Issues with SARS-CoV-2 sequencing data

Updated analysis with data from 17th May 2020

Nicola De Maio, Conor Walker, Nick Goldman
European Molecular Biology Laboratory, European Bioinformatics Institute, Hinxton, Cambridgeshire, United Kingdom.

Summary

After our initial post, we worked to improve our analyses.
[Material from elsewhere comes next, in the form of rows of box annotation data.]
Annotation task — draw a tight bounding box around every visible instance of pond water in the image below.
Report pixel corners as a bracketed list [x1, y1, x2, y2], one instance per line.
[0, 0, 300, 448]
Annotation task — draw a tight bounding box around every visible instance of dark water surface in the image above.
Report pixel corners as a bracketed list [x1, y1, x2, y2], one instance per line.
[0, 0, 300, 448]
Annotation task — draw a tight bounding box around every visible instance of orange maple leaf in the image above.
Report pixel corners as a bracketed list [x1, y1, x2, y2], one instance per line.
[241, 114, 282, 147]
First, we included the new genomes and the metadata available from GISAID on 17th May 2020. Then, following the finding of recurrent sequencing artefacts at positions 24389-24390, we masked these positions, and we paid more attention to variants that are in proximity to each other and linked: such sequencing errors would have more potential to cause topological errors and thus avoid detection and cause misinterpretation of other variants as homoplasic. We also used information from frequent ambiguous bases present in multiple consensus sequences within the same alignment column. These ambiguities usually mark positions that show multiple alleles within the same sample, and therefore can be indicators of recurring within-host mutations or recurring sequencing artefacts.
The new masking recommendations are summarized in our VCF file: see our separate post Masking strategies for SARS-CoV-2 alignments , the VCF file itself https://github.com/W-L/ProblematicSites_SARS-CoV2/blob/master/problematic_sites_sarsCov2.vcf , and the same file in human readable format https://github.com/W-L/ProblematicSites_SARS-CoV2 .

Highly homoplasic sites

We still advise masking positions 11074, 11083, 16887, 21575 when inferring a phylogeny or testing for positive selection, as it is not clear if variants at these positions emerge from true frequent mutations or from sequencing artefacts. However, because they are highly homoplasic (appearing to emerge many times independently) they have the potential to bias phylogenetic inference, while providing only limited phylogenetic signal.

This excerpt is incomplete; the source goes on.